A verdade é que, nos primeiros dias, os comunistas ortodoxos rejeitavam ainda mais a heresia ideológica de Fidel Castro (ou, no ponto de vista deles, a arrogância desmedida de Fidel) quando postulava que “a personalidade de um homem pode transformar-se em um fator objetivo” em uma situação mutável. Naturalmente, Fidel sempre teve a si mesmo em mente nesse contexto. Os marxistas-leninistas tradicionais, com seus trinta anos de experiência em um partido cujas diretrizes vinham de Moscou, com atividades confinadas à organização de greves trabalhistas de protesto ou alianças de frentes populares com políticos burgueses (inclusive Fulgêncio Batista na década de 1940), jamais conseguiriam entender que a personalidade de um único homem pudesse, de fato, desencadear uma revolução nacional. Apenas Fidel Castro e os mais fiéis fidelistas poderiam acreditar em tal absurdo.

Devemos lembrar que, em 1956, o Partido Comuinista Cubano - conhecido, anteriormente, como Partido Socialista Popular e declarado ilegal por Fulgêncio Batista após o golpe de 10 de março de 1952 - recebia suas ordens (e opinões) do Kremlin. Entretanto, os soviéticos, evidentemente, não haviam aprendido nada com a guerra civil chinesa, quando Mao Tse-Tung demonstrou que, contrariamente à teoria stanilista, o comunismo poderia prevalecer apenas quando desfrutasse de apoio total por parte dos camponeses, e que o controle das cidades não era suficiente.
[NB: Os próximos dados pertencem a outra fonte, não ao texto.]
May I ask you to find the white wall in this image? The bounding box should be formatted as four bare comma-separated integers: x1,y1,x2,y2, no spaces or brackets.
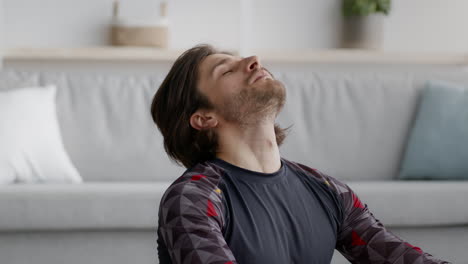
0,0,4,67
3,0,468,53
384,0,468,53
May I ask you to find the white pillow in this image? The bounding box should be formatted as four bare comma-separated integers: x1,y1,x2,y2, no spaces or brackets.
0,85,83,184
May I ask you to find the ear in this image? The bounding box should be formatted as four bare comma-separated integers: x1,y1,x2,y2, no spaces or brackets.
190,110,218,131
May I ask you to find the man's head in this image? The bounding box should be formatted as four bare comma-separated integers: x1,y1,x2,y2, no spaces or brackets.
193,46,287,128
151,44,289,168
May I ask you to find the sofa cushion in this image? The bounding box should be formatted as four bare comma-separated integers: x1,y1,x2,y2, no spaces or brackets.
276,71,468,181
0,181,466,231
0,69,187,183
399,80,468,180
0,70,40,91
0,86,82,184
41,72,186,182
276,72,422,181
0,182,171,231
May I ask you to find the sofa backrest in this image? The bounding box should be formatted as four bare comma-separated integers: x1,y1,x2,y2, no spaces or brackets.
0,70,186,182
275,70,468,181
2,68,468,182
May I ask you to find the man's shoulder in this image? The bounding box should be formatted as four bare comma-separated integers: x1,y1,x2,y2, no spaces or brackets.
159,160,226,205
283,157,349,194
282,157,326,179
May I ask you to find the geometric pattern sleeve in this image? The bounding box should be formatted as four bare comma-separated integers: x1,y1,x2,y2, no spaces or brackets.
157,171,238,264
295,163,453,264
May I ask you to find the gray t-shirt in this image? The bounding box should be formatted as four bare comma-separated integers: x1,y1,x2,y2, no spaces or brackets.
156,157,450,264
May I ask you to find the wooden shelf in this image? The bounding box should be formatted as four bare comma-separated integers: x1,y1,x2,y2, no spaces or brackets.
4,47,468,65
5,47,183,62
255,49,468,65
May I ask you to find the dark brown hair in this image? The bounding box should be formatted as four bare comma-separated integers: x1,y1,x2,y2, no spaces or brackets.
150,44,290,169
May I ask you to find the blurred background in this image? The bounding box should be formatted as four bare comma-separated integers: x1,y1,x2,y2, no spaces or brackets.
0,1,467,264
2,0,468,52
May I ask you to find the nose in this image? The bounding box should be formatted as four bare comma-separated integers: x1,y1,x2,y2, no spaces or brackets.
244,55,262,72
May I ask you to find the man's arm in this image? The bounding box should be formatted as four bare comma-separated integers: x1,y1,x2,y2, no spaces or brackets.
296,163,452,264
157,173,237,264
326,172,451,264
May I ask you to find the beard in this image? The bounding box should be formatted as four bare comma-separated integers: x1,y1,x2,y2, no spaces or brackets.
216,78,286,127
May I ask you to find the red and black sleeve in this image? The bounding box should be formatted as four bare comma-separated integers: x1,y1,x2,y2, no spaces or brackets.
297,163,452,264
157,172,237,264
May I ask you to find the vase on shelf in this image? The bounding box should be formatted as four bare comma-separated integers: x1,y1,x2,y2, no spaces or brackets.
109,0,169,48
340,13,384,50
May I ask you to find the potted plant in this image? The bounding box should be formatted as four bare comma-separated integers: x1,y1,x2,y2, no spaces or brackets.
340,0,391,50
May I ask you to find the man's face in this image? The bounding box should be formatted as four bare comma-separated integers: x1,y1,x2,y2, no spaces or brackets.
196,53,286,127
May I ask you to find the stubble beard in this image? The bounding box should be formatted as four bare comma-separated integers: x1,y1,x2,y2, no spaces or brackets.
217,79,286,128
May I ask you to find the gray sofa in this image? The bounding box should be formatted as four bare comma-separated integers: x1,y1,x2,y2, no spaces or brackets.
0,68,466,264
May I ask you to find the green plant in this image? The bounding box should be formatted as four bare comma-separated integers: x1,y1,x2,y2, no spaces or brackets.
342,0,391,17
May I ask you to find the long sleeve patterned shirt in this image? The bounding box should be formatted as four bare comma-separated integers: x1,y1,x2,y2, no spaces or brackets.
156,157,452,264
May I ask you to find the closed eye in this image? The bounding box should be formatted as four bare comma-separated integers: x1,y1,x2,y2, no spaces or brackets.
222,70,232,76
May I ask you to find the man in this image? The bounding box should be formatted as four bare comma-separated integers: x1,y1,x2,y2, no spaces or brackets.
150,44,451,264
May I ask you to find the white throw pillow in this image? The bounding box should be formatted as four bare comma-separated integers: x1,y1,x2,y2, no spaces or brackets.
0,85,83,184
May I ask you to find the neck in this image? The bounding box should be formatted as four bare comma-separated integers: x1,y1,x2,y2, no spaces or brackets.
215,119,281,174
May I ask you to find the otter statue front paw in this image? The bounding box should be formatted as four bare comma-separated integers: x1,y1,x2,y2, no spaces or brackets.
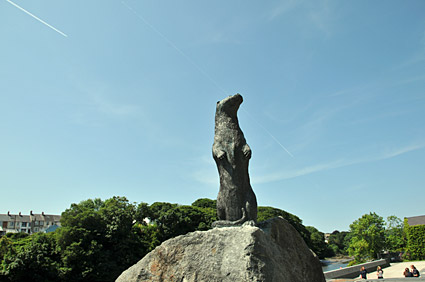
216,150,226,160
242,145,251,159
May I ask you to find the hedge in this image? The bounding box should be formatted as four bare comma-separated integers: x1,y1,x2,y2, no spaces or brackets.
405,219,425,260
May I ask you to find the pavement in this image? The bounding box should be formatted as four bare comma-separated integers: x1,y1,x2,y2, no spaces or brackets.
375,261,425,279
327,260,425,282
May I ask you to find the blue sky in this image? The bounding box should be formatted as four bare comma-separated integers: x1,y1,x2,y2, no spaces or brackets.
1,0,424,232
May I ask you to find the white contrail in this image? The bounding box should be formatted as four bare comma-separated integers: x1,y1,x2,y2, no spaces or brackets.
241,108,294,158
6,0,68,37
121,1,294,158
121,1,226,95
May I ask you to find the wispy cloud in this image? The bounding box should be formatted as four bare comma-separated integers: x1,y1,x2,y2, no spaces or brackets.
268,0,335,37
121,1,228,96
206,31,242,45
6,0,67,37
90,93,139,117
268,0,301,21
251,142,425,184
391,43,425,71
187,155,218,187
381,143,425,159
392,73,425,86
398,26,425,68
252,159,344,184
191,169,218,187
308,0,333,38
288,99,354,153
69,82,141,127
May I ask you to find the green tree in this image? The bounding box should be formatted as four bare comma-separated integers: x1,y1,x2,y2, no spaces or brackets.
191,198,217,209
5,233,29,240
0,236,12,261
306,226,334,259
328,230,350,255
156,205,216,240
135,223,161,253
0,197,337,281
0,236,13,281
1,232,61,282
57,197,149,282
148,202,178,221
385,215,404,253
348,212,385,264
135,202,151,224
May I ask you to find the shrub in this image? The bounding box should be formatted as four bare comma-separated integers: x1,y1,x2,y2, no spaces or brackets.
404,219,425,260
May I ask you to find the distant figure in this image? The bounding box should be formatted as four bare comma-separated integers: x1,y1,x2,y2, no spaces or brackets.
360,266,367,279
411,265,420,277
404,267,413,277
377,266,383,279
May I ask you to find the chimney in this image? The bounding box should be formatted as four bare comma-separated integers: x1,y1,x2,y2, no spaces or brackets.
42,212,45,216
30,210,34,216
19,212,22,217
7,211,10,216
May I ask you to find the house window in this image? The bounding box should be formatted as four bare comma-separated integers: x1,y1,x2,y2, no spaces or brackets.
21,222,27,227
34,227,39,232
9,222,14,227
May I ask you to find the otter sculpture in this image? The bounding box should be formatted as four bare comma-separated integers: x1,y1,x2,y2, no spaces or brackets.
212,94,257,227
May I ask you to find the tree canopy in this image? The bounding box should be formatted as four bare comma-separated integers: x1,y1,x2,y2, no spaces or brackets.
306,226,334,259
385,215,404,253
327,230,350,255
347,212,386,264
0,196,341,281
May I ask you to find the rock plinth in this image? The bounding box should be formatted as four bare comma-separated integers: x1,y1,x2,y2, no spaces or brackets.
116,217,326,282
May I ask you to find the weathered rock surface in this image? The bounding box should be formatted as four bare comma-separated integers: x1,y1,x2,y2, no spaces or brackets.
116,217,326,282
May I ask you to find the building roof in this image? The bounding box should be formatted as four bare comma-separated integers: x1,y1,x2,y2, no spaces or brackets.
0,213,61,222
0,214,31,222
406,215,425,226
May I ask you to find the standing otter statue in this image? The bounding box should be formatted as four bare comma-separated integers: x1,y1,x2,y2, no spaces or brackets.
115,93,326,282
212,94,257,227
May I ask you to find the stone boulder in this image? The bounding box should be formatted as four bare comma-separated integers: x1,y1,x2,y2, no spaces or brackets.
116,217,325,282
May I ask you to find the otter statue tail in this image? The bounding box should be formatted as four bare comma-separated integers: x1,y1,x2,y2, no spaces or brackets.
212,203,256,228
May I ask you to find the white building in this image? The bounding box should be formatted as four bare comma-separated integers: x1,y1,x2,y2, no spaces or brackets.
0,211,61,235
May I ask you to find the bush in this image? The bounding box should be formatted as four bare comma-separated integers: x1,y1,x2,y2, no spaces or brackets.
404,219,425,260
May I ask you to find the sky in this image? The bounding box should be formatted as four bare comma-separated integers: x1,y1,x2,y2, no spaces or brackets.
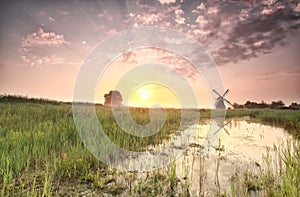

Fidel Castro não estava propondo uma revolução de camponeneses em Cuba, porém, como peça central de sua estratégia, ele imaginava a tática de guerrilha se expandindo com o apoio dos homens do campo, a partir de um núcleo na montanha, engolfando com o tempo toda a ilha - um conceito que os comunistas mais voltados para as ideologias não podiam absorver. Conseqüentemente o partido enviou um emissário ao México, em novembro de 1956, para dissuadir Fidel de seus planos., anunciados publicamente. As atitudes dos comunistas com relação a Castro, naquela fase e depois, perfazem um relacionamento intensamente fascinante e complicado.

De uma maneira que nem os “velhos” comunistas cubanos nem os Estados Unidos tiveram capacidade de entender à época - e Moscou e Washington talvez ainda não entendam por completo nem mesmo agora -, Fidel Castro edificou sua revolução, primordialmente, assentada nos sentimentos históricos de Cuba.